Other candidates targeting synaptic activity and neurotransmitters include Takeda’s TAK-071 (Phase 1) as a combination treatment with donepezil, a palliative treatment for Alzheimer’s, Agenebio Inc’ s AGB101 (Phase2/3), Heptares’ HTL0009936 (Phase 1), H Lundbeck/Otsuka’s Lu AE58054 (idalopirdine) 5-HT6 receptor antagonist and Boehringer Ingelheim’s BI 409306 phosphodiesterase 9A inhibitor (Phase 2).
ApoE approach & cell therapy
Several gene therapy and stem cell approaches for dementia are in the experimental stage. Among the genes, ApoE4 is the most targeted genetic risk factor for Alzheimer’s disease. People with two copies of the ApoE -e4 variant of the gene are up to 12 times more likely to develop Alzheimer’s and to get it at younger ages. Dr Ronald Crystal of Weill Cornell Medicine uses ApoE- e2, the protective variant of the gene delivered to the brain, to counteract the negative effects of ApoE -e4. Dr Crystal recently received FDA approval to proceed to the first human clinical trials with ApoE2 gene therapy. In a different approach, Dr Anastasia Khvorova et al. of the University of Massachusetts Medical School are developing RNAi constructs, which are called anti-sense oligonucleotides, to reduce APOE gene expression, according to the ADDF, which funds the studies.

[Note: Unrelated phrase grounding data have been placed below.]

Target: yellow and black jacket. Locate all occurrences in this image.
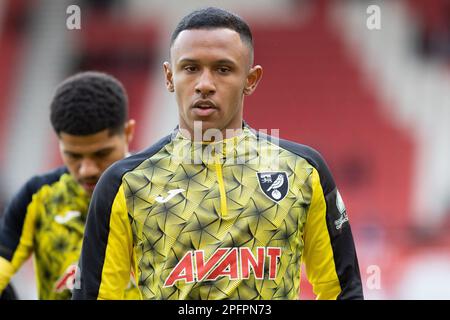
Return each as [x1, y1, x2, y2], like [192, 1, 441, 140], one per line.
[0, 168, 88, 299]
[0, 168, 139, 300]
[73, 125, 363, 300]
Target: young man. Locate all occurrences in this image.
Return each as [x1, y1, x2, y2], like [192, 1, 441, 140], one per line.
[73, 7, 363, 300]
[0, 71, 137, 299]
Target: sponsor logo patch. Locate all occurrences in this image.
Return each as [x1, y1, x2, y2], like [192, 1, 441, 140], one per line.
[334, 190, 349, 230]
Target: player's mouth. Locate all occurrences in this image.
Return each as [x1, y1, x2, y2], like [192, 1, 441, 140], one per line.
[192, 99, 218, 117]
[80, 180, 98, 193]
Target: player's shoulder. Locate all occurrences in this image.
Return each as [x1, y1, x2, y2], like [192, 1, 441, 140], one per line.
[278, 138, 336, 194]
[21, 166, 68, 196]
[98, 133, 173, 185]
[281, 138, 336, 193]
[0, 166, 69, 233]
[278, 138, 327, 170]
[255, 129, 336, 193]
[255, 129, 327, 170]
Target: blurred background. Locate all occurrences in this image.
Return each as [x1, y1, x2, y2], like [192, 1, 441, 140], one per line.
[0, 0, 450, 299]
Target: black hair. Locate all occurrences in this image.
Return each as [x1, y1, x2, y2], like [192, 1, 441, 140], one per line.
[50, 71, 128, 136]
[170, 7, 254, 61]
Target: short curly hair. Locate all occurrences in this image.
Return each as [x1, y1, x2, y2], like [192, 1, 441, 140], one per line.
[170, 7, 254, 64]
[50, 71, 128, 136]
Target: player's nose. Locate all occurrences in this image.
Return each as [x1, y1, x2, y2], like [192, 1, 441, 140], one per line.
[78, 158, 100, 178]
[195, 70, 216, 96]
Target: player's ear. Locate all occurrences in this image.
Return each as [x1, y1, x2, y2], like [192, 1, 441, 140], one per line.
[124, 119, 136, 145]
[163, 62, 175, 92]
[244, 65, 263, 96]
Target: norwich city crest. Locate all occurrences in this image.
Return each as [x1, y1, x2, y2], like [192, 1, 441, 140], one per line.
[256, 172, 289, 202]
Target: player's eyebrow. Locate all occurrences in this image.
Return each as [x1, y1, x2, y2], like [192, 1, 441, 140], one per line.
[178, 58, 237, 66]
[92, 147, 114, 157]
[63, 147, 114, 158]
[214, 59, 237, 66]
[178, 58, 197, 64]
[63, 150, 80, 156]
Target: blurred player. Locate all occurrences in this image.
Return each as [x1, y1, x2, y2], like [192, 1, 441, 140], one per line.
[0, 71, 138, 299]
[73, 8, 363, 300]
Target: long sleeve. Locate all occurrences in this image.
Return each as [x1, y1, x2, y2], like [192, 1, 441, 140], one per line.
[302, 167, 363, 300]
[0, 179, 40, 293]
[73, 179, 135, 300]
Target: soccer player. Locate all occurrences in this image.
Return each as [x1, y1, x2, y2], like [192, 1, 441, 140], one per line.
[73, 7, 363, 300]
[0, 71, 138, 299]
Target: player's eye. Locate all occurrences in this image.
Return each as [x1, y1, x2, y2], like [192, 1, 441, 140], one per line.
[217, 66, 231, 74]
[184, 65, 198, 73]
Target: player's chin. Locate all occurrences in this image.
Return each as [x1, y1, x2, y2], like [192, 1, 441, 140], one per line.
[197, 120, 226, 136]
[189, 115, 220, 128]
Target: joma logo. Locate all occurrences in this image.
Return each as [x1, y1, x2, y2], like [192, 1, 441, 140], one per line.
[164, 247, 282, 287]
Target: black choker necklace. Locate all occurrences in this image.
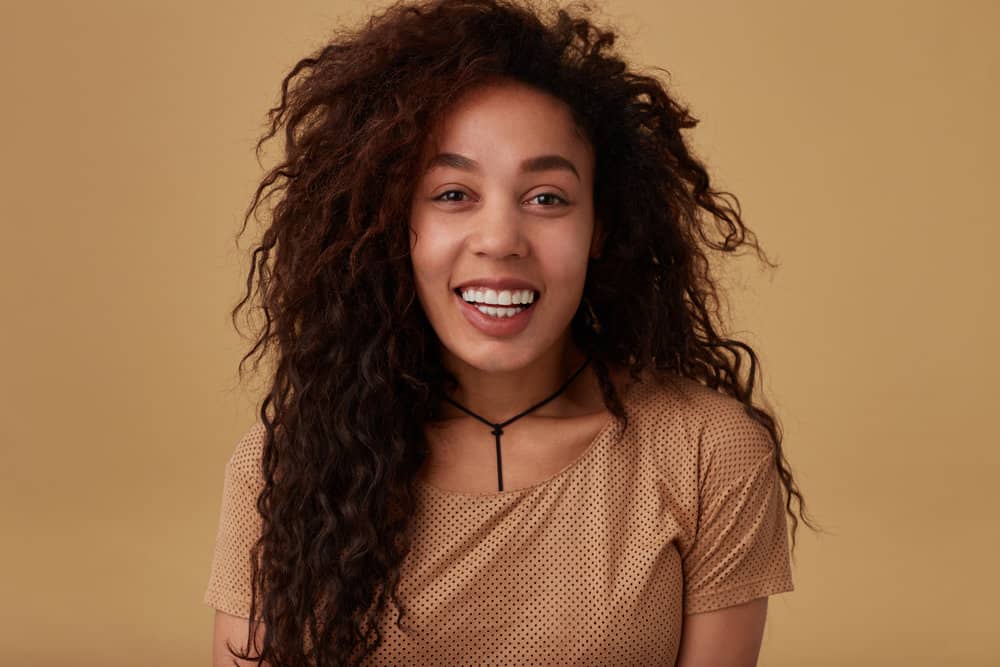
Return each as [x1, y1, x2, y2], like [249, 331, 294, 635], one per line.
[439, 356, 592, 491]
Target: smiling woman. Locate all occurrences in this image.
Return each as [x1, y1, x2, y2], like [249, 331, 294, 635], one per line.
[409, 80, 597, 375]
[201, 0, 819, 665]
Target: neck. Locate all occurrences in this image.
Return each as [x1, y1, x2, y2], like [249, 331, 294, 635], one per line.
[438, 337, 591, 423]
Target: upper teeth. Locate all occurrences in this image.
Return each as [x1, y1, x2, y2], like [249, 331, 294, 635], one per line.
[460, 288, 536, 305]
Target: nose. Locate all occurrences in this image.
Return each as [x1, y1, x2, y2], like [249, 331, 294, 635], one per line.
[468, 200, 529, 259]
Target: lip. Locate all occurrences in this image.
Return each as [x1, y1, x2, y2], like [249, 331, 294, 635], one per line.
[455, 290, 537, 337]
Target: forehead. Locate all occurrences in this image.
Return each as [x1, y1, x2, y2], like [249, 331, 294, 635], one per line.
[419, 80, 594, 173]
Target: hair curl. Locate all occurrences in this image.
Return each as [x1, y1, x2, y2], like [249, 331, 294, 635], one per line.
[226, 0, 821, 664]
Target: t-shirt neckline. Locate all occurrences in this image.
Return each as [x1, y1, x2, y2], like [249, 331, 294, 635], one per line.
[415, 377, 638, 500]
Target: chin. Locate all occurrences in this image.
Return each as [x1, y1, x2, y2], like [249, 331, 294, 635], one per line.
[443, 328, 569, 375]
[450, 347, 537, 374]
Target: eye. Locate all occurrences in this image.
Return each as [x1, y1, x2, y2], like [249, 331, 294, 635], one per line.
[527, 192, 569, 206]
[432, 190, 472, 203]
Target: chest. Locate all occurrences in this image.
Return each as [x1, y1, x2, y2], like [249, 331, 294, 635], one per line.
[416, 410, 614, 494]
[366, 487, 686, 665]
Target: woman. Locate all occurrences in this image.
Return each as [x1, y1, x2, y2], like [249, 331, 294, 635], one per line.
[203, 0, 818, 664]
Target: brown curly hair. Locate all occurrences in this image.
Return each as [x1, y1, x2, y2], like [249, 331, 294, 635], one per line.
[226, 0, 821, 664]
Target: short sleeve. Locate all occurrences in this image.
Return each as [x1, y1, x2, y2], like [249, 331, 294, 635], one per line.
[202, 423, 266, 618]
[681, 400, 795, 615]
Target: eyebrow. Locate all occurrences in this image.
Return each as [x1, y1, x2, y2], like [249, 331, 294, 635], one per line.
[425, 152, 580, 181]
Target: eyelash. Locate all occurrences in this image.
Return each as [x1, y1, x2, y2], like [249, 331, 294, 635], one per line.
[433, 190, 569, 206]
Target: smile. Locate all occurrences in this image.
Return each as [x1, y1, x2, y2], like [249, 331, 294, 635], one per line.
[453, 288, 539, 336]
[453, 287, 538, 318]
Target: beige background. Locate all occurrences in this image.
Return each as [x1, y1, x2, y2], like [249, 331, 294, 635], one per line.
[1, 1, 996, 665]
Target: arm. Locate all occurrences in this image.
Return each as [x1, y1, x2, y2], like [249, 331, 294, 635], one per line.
[674, 397, 792, 665]
[206, 425, 269, 665]
[212, 610, 269, 667]
[675, 597, 768, 667]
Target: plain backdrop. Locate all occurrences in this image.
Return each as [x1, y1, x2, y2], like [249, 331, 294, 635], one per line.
[1, 1, 996, 665]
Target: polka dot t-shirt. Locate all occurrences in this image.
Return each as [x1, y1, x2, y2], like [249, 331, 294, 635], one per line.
[203, 373, 794, 664]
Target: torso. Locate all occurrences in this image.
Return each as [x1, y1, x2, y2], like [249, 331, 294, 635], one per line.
[416, 364, 634, 494]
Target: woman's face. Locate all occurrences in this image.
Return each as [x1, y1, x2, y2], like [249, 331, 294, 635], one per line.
[409, 79, 599, 375]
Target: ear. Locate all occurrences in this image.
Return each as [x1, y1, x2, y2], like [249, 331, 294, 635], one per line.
[589, 216, 606, 260]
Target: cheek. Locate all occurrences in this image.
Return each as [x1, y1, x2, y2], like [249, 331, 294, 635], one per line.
[409, 220, 457, 294]
[539, 226, 592, 282]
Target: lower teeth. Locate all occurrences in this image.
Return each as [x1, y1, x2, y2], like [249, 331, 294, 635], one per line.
[474, 304, 526, 318]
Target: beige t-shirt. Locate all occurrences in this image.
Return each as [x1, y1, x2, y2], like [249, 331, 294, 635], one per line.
[203, 374, 794, 664]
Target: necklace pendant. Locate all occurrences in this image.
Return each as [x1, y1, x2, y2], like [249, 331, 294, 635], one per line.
[437, 356, 592, 494]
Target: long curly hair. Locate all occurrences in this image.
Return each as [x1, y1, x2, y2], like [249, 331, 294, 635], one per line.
[226, 0, 821, 664]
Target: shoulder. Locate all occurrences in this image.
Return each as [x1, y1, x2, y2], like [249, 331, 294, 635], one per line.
[622, 368, 727, 433]
[624, 370, 776, 467]
[225, 421, 267, 486]
[690, 387, 777, 476]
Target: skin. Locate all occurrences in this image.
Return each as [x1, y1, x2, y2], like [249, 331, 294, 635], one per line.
[212, 610, 266, 667]
[211, 78, 768, 667]
[676, 598, 769, 666]
[408, 78, 605, 423]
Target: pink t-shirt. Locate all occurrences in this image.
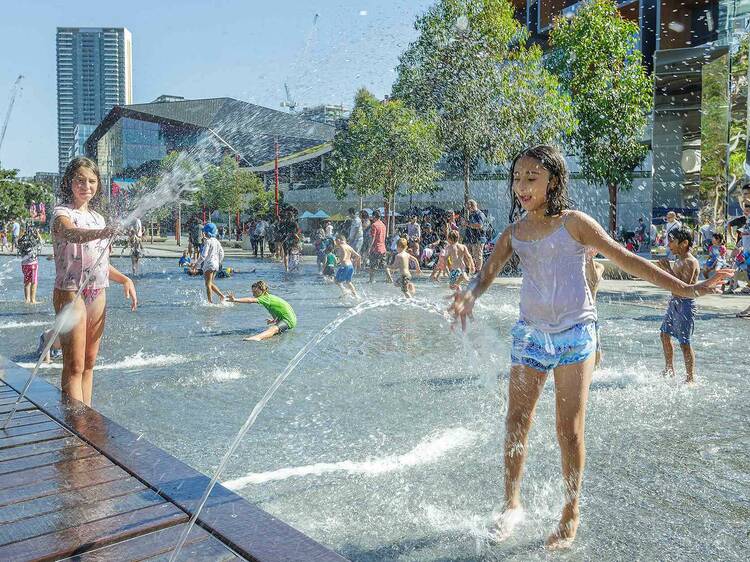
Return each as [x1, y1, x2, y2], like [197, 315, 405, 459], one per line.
[369, 219, 386, 254]
[52, 204, 110, 291]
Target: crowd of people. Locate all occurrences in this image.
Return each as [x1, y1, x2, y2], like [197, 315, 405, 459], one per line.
[4, 146, 749, 551]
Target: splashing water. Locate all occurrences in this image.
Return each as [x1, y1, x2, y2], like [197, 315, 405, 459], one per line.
[1, 135, 223, 429]
[168, 297, 451, 561]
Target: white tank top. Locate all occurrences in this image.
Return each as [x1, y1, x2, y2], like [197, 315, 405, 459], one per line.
[511, 213, 597, 333]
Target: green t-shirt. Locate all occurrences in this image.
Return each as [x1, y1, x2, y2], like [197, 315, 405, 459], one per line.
[257, 293, 297, 329]
[326, 253, 337, 267]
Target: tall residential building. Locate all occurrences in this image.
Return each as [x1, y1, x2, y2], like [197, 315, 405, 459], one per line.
[56, 27, 133, 173]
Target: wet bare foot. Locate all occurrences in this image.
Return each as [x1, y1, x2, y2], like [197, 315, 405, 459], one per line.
[545, 510, 579, 550]
[488, 507, 525, 543]
[660, 368, 674, 377]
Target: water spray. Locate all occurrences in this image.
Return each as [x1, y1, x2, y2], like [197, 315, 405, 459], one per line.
[168, 297, 450, 561]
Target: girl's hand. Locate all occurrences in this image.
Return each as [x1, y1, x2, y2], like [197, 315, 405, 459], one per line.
[226, 293, 236, 302]
[266, 318, 276, 324]
[448, 287, 476, 332]
[123, 278, 138, 311]
[691, 269, 735, 296]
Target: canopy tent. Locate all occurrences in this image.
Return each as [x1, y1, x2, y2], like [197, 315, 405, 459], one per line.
[299, 211, 316, 219]
[312, 210, 330, 219]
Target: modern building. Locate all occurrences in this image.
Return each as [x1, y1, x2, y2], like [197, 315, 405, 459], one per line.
[67, 124, 97, 162]
[56, 27, 133, 174]
[84, 96, 336, 199]
[298, 104, 350, 127]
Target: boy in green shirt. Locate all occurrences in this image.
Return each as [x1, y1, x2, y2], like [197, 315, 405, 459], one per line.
[227, 280, 297, 341]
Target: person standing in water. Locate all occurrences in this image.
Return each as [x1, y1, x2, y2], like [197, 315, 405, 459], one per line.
[333, 234, 362, 298]
[449, 145, 732, 549]
[657, 226, 700, 383]
[195, 222, 225, 303]
[17, 225, 43, 304]
[52, 157, 137, 406]
[227, 280, 297, 341]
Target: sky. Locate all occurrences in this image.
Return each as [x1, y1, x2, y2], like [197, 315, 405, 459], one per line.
[0, 0, 433, 176]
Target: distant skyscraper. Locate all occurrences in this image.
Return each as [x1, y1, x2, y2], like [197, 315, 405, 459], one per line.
[56, 27, 132, 173]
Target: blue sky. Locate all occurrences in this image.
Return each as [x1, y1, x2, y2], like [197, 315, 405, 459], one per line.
[0, 0, 433, 176]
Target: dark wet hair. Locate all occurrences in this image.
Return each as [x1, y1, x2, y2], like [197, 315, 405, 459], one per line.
[712, 232, 724, 244]
[59, 157, 103, 208]
[508, 145, 572, 223]
[372, 210, 381, 219]
[668, 226, 693, 247]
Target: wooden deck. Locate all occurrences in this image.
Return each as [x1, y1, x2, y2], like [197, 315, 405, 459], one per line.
[0, 357, 348, 562]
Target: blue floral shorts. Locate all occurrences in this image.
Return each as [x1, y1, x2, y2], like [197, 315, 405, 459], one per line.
[511, 321, 597, 373]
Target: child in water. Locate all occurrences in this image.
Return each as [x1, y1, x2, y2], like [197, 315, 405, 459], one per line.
[195, 222, 225, 303]
[227, 280, 297, 341]
[52, 157, 137, 406]
[387, 238, 421, 297]
[333, 234, 362, 298]
[449, 145, 732, 548]
[178, 250, 191, 267]
[323, 243, 337, 281]
[657, 226, 700, 383]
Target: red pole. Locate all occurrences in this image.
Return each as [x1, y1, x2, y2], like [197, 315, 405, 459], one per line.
[274, 139, 280, 220]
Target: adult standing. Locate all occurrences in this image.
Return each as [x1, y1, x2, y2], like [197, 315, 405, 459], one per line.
[663, 211, 682, 259]
[280, 211, 300, 272]
[254, 217, 268, 258]
[367, 211, 391, 283]
[464, 199, 487, 272]
[348, 208, 364, 255]
[11, 219, 20, 252]
[324, 220, 334, 239]
[17, 225, 43, 303]
[189, 219, 203, 260]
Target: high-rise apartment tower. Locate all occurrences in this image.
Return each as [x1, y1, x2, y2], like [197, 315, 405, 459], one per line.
[56, 27, 132, 173]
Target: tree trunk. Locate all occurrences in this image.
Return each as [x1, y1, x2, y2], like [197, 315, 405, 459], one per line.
[391, 192, 396, 234]
[175, 203, 181, 246]
[463, 157, 471, 208]
[384, 196, 390, 239]
[608, 183, 618, 236]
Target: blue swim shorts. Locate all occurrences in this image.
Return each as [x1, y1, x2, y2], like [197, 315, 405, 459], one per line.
[511, 321, 597, 373]
[335, 264, 354, 283]
[660, 297, 695, 345]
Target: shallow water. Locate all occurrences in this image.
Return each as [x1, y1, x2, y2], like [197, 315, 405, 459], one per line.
[0, 255, 747, 561]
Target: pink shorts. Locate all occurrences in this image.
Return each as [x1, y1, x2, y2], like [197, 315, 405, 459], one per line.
[21, 263, 38, 285]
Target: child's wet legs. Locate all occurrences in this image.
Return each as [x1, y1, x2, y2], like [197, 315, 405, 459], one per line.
[82, 294, 106, 406]
[504, 365, 547, 509]
[680, 343, 695, 383]
[548, 353, 595, 548]
[660, 332, 674, 375]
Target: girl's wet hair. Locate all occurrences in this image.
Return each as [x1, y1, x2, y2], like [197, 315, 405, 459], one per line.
[252, 280, 269, 293]
[508, 145, 573, 223]
[60, 157, 103, 208]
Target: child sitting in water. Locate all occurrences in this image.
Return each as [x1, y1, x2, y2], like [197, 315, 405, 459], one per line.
[178, 250, 191, 267]
[37, 329, 62, 363]
[334, 234, 362, 298]
[227, 280, 297, 341]
[445, 230, 475, 290]
[448, 145, 731, 549]
[657, 226, 700, 383]
[702, 233, 727, 280]
[387, 238, 421, 297]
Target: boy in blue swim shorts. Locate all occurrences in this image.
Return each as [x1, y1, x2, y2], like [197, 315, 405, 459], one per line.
[334, 234, 362, 298]
[656, 226, 700, 383]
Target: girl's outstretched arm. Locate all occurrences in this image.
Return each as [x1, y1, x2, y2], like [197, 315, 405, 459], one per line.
[226, 294, 258, 304]
[568, 212, 731, 297]
[449, 226, 513, 330]
[108, 265, 137, 310]
[53, 216, 116, 244]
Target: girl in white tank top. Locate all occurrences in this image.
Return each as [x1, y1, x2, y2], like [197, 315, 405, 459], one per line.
[449, 145, 732, 549]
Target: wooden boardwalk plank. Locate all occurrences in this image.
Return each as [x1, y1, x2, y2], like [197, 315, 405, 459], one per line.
[0, 477, 146, 524]
[60, 522, 216, 561]
[0, 488, 170, 546]
[0, 410, 52, 429]
[0, 464, 128, 507]
[0, 435, 78, 463]
[0, 419, 60, 439]
[0, 442, 96, 475]
[0, 501, 186, 562]
[0, 427, 69, 450]
[143, 537, 242, 561]
[0, 454, 112, 491]
[0, 400, 37, 415]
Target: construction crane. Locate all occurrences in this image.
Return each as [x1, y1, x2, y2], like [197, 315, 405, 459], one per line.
[280, 82, 297, 112]
[0, 75, 24, 162]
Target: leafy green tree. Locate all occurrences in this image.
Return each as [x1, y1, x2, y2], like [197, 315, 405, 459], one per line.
[393, 0, 573, 205]
[548, 0, 652, 233]
[328, 89, 443, 235]
[0, 168, 53, 223]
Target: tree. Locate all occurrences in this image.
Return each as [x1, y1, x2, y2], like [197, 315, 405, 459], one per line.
[0, 168, 53, 223]
[393, 0, 573, 205]
[548, 0, 652, 234]
[328, 89, 442, 235]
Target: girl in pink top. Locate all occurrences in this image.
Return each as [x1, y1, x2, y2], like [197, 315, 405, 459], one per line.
[52, 157, 137, 406]
[449, 145, 732, 549]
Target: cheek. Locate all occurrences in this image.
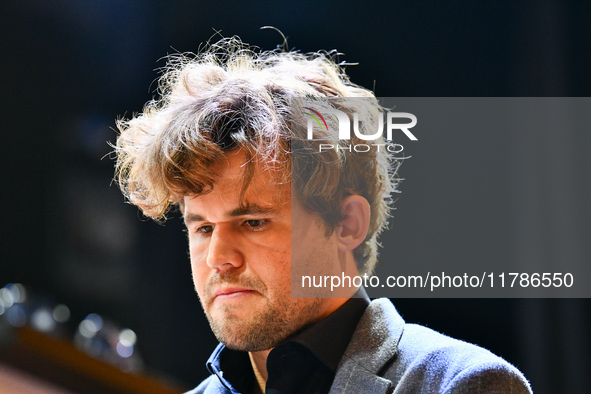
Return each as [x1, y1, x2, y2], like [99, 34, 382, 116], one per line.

Ageless Regenerative Institute is studying adipose-derived stromal cells as a cell therapy approach to protect neurons. The investigations have reached Phase 2 stage.
AstroStem by Nature Cell Co. Ltd is another stem cell therapy being explored in Phase 1/2. Some of the leading pharmaceutical companies, including Novartis, Eli Lilly, Janssen, Biogen, AbbVie, AC Immune, AB Science, AstraZeneca, Genentech, Sanofi, MSD as well as universities and Alzheimer’s organisations are also working on the Alzheimer’s drug pipeline, which is broadening by the day.